I didn’t really need these questions answered about Starfleet before because it was just obvious; Starfleet was the Federation’s military and exploration force, like the old Royal Navy. Its base was Federation planets, which of course is where their resources and people came from, and is why it existed. They didn’t need anyone to come out and SAY that because the structure of the universe just made obvious logical sense. So why is there a Starfleet now? Why did it leave Earth? I have no confidence this question will ever be answered. Starfleet appears to have left Earth just to give USS Discovery something to do.

  1. Honestly, the resistance of Discovery’s people to being told what to do is so fucking irritating. “No! We must stick together! We’re a family! And we’ll decide what we do!” Shut the fuck up and follow orders, and seriously, why does Saru trust Burnham? Why is Burnham so unprofessional?

So basically this season is Gene Roddenberry’s Andromeda, but set actually set in the Trek continuity instead of a facsimile of it? Earth withdrawing from the Federation feels like England leaving the UK, or Russia leaving the USSR. Also what’s up with the Trill? Didn’t DS9 establish that like 75% of the population can joint with a symbiote, but it’s a state secrete to avoid turning the symbiotes into commodities?

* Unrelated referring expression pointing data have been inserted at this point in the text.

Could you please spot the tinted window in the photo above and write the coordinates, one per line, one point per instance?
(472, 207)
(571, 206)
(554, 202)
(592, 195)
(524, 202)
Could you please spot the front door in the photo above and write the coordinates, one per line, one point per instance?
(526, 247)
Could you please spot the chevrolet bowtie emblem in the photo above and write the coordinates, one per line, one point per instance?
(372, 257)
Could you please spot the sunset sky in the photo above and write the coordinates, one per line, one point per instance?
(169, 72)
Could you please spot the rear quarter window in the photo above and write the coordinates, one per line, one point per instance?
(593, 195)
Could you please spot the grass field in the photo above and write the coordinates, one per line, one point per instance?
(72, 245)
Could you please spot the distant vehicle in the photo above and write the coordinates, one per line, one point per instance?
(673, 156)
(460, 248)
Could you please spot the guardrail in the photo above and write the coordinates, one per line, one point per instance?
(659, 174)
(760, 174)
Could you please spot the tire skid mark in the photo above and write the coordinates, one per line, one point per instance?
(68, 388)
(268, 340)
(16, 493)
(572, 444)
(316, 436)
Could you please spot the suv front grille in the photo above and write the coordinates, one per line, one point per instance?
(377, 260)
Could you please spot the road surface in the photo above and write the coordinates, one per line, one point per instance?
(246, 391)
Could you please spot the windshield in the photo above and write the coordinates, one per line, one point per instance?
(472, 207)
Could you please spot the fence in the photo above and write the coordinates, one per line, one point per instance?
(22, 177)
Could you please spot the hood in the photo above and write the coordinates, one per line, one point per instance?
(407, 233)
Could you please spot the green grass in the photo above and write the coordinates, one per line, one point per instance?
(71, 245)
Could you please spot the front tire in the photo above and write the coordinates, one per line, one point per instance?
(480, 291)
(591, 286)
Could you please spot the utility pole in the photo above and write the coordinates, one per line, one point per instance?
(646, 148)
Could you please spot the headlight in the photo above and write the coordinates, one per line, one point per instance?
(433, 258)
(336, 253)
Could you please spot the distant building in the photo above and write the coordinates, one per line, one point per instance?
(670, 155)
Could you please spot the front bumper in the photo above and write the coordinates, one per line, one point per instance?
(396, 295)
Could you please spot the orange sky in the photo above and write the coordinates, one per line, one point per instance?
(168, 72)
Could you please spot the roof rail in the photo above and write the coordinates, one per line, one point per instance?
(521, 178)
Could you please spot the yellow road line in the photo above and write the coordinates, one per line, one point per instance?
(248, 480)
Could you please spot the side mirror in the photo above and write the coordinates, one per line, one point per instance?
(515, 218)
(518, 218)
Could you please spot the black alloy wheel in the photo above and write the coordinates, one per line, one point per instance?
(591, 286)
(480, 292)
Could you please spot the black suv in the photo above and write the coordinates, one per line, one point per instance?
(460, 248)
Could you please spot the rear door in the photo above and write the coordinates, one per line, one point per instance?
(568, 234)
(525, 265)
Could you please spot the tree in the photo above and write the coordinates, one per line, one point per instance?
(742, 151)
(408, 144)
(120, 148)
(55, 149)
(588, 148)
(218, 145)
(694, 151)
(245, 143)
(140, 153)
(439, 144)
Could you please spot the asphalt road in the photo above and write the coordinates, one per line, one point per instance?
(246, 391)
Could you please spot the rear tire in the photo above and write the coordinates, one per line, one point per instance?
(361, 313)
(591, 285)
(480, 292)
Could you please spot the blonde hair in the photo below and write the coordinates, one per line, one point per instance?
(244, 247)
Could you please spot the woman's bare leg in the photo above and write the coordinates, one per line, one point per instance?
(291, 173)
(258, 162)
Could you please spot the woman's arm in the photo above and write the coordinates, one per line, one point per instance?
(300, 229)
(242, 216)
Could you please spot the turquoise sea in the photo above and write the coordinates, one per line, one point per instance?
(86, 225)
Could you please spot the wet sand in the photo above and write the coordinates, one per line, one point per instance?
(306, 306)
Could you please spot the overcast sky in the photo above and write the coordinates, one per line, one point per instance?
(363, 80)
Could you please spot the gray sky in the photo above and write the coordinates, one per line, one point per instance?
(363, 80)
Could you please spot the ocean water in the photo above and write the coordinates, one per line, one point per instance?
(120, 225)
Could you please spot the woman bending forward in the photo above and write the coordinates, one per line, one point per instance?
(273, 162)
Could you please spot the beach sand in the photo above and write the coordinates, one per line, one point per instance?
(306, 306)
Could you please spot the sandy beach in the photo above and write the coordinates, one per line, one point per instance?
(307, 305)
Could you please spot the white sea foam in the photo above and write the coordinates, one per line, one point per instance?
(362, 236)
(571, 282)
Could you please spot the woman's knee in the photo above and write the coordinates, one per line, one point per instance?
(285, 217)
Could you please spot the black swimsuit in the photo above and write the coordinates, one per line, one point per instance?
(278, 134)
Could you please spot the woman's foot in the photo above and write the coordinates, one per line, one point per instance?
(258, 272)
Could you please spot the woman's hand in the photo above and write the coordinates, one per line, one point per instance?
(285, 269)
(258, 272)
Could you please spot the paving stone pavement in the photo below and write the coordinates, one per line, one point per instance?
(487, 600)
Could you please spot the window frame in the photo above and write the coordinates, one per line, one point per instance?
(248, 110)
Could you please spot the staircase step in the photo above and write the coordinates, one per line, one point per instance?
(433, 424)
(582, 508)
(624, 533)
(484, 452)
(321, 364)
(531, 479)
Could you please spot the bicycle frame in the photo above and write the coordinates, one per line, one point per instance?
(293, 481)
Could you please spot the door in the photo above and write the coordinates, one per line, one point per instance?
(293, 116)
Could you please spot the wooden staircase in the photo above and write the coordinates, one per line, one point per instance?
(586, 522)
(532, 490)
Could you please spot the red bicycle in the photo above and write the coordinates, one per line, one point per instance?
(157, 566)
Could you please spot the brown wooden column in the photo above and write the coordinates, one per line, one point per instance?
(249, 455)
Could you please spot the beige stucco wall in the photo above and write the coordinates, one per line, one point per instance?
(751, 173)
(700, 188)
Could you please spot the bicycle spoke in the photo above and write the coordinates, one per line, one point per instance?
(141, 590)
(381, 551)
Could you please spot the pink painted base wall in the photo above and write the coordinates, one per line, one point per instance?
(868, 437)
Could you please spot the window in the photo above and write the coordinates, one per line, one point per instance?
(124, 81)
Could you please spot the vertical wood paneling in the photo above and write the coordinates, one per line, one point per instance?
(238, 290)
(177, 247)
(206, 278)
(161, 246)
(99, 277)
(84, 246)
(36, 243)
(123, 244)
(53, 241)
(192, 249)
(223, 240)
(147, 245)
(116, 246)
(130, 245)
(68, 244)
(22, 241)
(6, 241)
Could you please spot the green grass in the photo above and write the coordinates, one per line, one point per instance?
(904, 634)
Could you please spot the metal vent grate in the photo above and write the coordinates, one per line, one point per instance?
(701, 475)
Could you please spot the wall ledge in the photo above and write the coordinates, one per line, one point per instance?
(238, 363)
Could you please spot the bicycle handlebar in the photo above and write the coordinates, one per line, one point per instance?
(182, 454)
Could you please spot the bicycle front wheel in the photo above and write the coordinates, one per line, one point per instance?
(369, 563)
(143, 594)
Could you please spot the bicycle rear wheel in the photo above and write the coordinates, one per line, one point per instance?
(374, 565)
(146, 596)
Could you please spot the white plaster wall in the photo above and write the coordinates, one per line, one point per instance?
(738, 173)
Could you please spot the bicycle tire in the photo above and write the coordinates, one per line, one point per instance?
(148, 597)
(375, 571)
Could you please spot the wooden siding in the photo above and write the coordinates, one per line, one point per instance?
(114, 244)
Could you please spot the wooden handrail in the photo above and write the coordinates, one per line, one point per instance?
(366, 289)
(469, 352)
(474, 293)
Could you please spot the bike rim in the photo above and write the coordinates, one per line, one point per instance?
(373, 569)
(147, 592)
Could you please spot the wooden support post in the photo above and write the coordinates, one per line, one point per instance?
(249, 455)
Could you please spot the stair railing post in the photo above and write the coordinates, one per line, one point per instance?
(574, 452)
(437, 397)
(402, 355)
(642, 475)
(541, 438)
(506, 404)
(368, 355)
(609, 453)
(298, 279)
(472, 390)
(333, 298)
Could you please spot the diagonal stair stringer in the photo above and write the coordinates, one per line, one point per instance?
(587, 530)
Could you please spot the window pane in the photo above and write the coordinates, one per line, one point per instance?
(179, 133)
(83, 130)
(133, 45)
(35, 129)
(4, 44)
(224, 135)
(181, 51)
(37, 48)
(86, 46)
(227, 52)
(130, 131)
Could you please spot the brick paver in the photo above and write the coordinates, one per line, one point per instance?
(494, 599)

At least the Trill business might be justified by the passage of time.

I’m so glad to read these peeks at what Star Trek has become because you all have saved me precious hours I will not waste watching the rest of Season 1 as well as Seasons 2 and 3. The one thing I hate most in ST is time travel because it’s a well they just keep drinking from and can’t seem to stop. It was bearable the couple of times they used it in TOS butafter ST IV I was done. I hated the Xindi, I hated the alternate Pine as Kirk universe created by more time shenanigans and I now officially hate Discovery. Thank you all, as my other hobbies have just gained many hours of joy.

If you’re trying to make Michael cry, you had her at “I’m so glad.”